Elsevier

Neurocomputing

Volume 392, 7 June 2020, Pages 168-180
Neurocomputing

Multi-label transfer learning for the early diagnosis of breast cancer

https://doi.org/10.1016/j.neucom.2019.01.112Get rights and content

Abstract

Early diagnosis of breast cancer, when it is small and has not spread, can make the disease easier to treat which increases the patient's chances of survival. The recent proposed methods for the early diagnosis of breast cancer, and while showing great success in achieving this goal, rely on one of the indicators in the mammogram to diagnose the patient's condition. Whether it is identifying differences in shapes and patterns of the findings (i.e. masses, calcifications,…etc.) or assessing the breast density as a risk indicator, these Computer-aided Diagnosis (CAD) systems by using single-label classification, fail to exploit the intrinsic useful correlation information among data from correlated domains.
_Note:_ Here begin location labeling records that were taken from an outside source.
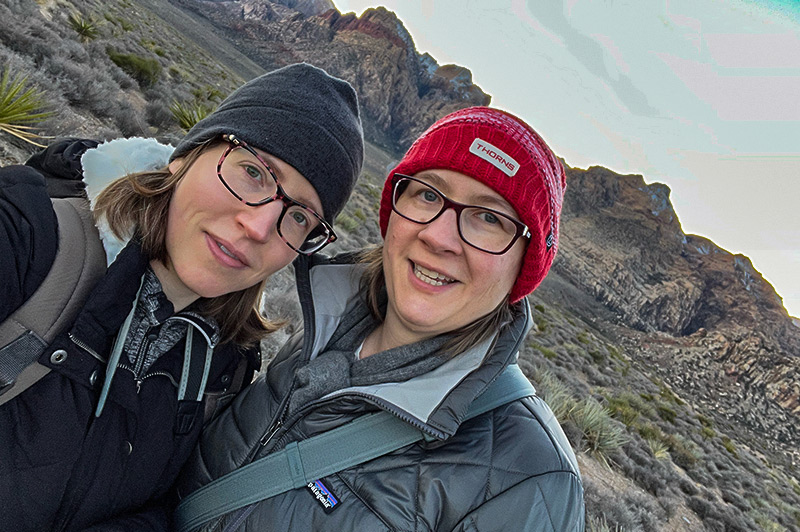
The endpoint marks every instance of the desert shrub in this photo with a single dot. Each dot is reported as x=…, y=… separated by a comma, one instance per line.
x=597, y=356
x=707, y=432
x=159, y=115
x=548, y=353
x=735, y=499
x=144, y=70
x=625, y=407
x=21, y=107
x=688, y=487
x=600, y=524
x=541, y=323
x=627, y=511
x=346, y=222
x=729, y=446
x=667, y=413
x=555, y=392
x=681, y=451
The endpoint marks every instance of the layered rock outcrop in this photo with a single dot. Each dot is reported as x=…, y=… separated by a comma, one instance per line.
x=401, y=91
x=713, y=327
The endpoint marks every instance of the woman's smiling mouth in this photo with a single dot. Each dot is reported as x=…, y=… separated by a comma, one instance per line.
x=430, y=276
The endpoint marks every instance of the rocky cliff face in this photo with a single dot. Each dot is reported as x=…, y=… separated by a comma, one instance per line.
x=712, y=326
x=401, y=91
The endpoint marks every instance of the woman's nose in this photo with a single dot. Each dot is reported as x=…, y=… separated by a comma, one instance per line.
x=261, y=222
x=442, y=233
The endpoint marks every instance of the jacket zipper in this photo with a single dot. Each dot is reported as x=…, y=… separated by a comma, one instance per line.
x=141, y=354
x=77, y=341
x=283, y=423
x=166, y=374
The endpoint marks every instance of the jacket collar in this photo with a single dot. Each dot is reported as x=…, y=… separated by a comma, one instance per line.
x=436, y=402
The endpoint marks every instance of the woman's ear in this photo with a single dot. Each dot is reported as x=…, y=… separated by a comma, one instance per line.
x=175, y=165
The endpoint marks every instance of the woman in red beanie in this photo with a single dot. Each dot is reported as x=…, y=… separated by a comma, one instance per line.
x=419, y=328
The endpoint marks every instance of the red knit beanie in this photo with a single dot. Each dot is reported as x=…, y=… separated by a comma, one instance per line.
x=504, y=153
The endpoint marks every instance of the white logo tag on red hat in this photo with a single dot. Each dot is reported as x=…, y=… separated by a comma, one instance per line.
x=495, y=156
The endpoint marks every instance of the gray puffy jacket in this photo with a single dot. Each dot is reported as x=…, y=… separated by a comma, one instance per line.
x=510, y=469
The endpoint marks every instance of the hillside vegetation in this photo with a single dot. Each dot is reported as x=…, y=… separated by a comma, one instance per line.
x=665, y=358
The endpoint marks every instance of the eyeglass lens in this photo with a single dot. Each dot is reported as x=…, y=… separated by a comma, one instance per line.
x=249, y=179
x=483, y=228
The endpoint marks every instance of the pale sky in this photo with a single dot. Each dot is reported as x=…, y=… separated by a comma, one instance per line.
x=702, y=95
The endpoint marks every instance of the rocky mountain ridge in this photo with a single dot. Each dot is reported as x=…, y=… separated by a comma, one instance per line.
x=703, y=318
x=685, y=345
x=400, y=90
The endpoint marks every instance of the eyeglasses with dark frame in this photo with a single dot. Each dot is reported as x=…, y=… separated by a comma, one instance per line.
x=485, y=229
x=251, y=180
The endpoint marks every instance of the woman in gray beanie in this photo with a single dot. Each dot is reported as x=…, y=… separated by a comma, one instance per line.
x=171, y=331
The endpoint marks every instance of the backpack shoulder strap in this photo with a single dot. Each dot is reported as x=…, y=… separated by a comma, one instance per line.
x=79, y=263
x=301, y=463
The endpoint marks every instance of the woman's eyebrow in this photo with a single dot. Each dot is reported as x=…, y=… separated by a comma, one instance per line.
x=282, y=179
x=481, y=200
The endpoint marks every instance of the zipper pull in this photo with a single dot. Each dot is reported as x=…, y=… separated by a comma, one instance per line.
x=265, y=439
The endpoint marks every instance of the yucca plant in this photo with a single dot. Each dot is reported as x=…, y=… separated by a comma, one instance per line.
x=187, y=114
x=658, y=448
x=21, y=108
x=599, y=524
x=602, y=434
x=86, y=27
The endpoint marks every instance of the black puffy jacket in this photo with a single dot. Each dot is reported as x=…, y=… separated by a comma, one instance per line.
x=510, y=469
x=60, y=467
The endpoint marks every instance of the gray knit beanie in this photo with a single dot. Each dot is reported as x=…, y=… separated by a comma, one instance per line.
x=301, y=115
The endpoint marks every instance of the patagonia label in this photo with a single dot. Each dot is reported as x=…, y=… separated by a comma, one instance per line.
x=323, y=495
x=495, y=156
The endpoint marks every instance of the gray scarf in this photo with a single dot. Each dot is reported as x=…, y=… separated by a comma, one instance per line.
x=336, y=367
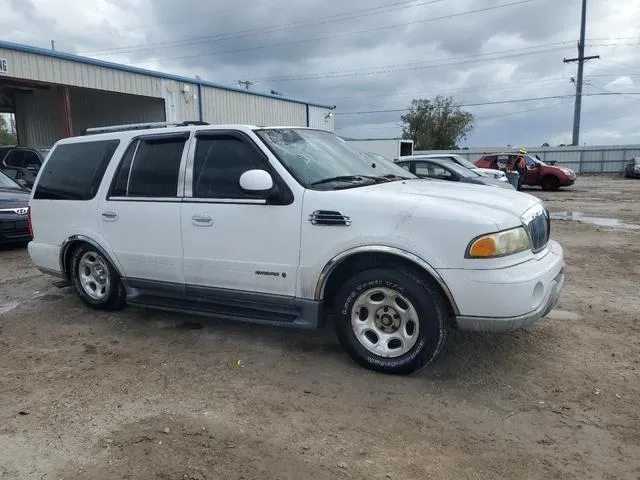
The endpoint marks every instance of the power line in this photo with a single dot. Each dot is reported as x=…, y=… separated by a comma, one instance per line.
x=543, y=107
x=490, y=87
x=420, y=65
x=499, y=102
x=346, y=34
x=263, y=30
x=609, y=91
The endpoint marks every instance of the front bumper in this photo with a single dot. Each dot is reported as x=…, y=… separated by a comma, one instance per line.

Rather than learning to identify the disease based on one of the indicators, we propose the joint learning of the tasks using multi-label image classification. Furthermore, we introduce a new fine-tuning strategy for using transfer learning, that takes advantage of the end-to-end image representation learning when adapting the pre-trained Convolutional Neural Network (CNN) to the new task. We also propose a customized label decision scheme, adapted to this problem, which estimates the optimal confidence for each visual concept. We demonstrate the effectiveness of our approach on four benchmark datasets, CBIS-DDSM, BCDR, INBreast and MIAS, obtaining better results compared to other commonly used baselines.

Introduction

Breast cancer is the most common cancer in women, and the second most common cause of death by cancer after lung cancer. [1]. About 40,920 women in the U.S. are expected to die in 2018 from breast cancer, though death rates have been decreasing since 1989 [1]. These decreases are thought to be the result of treatment advances, earlier detection through screening, and increased awareness [1]. Early diagnosis of breast cancer continues to be the best way to save lives and decrease healthcare costs over time. Technologies to detect and diagnose breast cancer continue to advance for the purpose of giving patients less invasive options and better diagnoses [2].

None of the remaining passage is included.